Mindfulness is the skill set which helps clients decrease confusion about the self and increase the capacity to focus attention and awareness in the present moment.

Distress Tolerance skills are crisis skills. Clients learn how to tolerate painful emotions without giving in to behavioral urges which cause self- harm or create longer term negative consequences.

Emotion Regulation skills provide clients with an understanding of how emotions function, the purposes they serve, and how to increase positive emotional experiences and decrease negative emotional experiences.

Target Population: DBT is useful for people who struggle with emotion dysregulation and /or have difficulty coping with urges to engage in behaviors that are not in their best interest.
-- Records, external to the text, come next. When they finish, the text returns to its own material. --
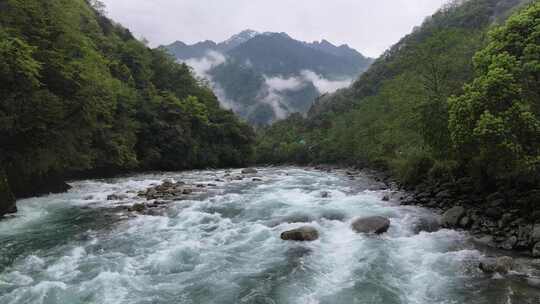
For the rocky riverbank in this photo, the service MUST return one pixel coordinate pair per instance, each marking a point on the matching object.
(506, 219)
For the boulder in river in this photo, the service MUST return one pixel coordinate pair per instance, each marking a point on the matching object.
(372, 224)
(305, 233)
(536, 250)
(501, 265)
(249, 171)
(137, 208)
(116, 197)
(452, 216)
(426, 224)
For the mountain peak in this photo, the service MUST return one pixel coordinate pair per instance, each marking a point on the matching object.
(238, 39)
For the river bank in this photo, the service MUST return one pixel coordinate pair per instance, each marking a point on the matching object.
(505, 219)
(221, 244)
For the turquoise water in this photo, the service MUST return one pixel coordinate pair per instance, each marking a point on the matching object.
(224, 247)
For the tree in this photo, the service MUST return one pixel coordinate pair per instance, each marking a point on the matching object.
(495, 124)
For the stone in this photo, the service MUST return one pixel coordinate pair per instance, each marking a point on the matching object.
(443, 194)
(501, 265)
(426, 224)
(372, 224)
(137, 208)
(249, 171)
(493, 213)
(452, 216)
(116, 197)
(536, 250)
(305, 233)
(465, 222)
(535, 234)
(509, 243)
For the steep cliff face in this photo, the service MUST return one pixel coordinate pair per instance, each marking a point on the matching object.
(7, 200)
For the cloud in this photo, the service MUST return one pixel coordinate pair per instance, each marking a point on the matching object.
(275, 88)
(284, 84)
(201, 66)
(324, 85)
(370, 26)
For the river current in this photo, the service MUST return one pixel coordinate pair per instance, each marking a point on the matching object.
(224, 247)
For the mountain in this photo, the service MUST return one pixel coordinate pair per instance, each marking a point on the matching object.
(80, 96)
(279, 75)
(455, 98)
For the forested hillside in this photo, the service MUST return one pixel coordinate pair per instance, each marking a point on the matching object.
(457, 97)
(267, 76)
(80, 95)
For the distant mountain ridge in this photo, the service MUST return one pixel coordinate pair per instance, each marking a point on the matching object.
(278, 74)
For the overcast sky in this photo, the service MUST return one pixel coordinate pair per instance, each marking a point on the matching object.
(370, 26)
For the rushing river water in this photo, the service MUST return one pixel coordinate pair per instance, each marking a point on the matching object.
(224, 247)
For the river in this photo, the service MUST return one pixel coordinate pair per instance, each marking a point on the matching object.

Teens and young adults who attend DBT groups often struggle with one or more of the following: suicidal thoughts or behavior, cutting or other self harm, panic attacks, impulsive drug or alcohol use, school avoidance, angry outbursts, chronic anxiety or depression, or attentional issues. Younger teens who do not have self-harming or impulsive behaviors but instead struggle with coping and intense emotions are very good candidates for the Young Teen DBT group. This group is often viewed as a preventative option for younger teens- to help them develop the skills needed to avoid developing more negative behaviors or thinking patterns.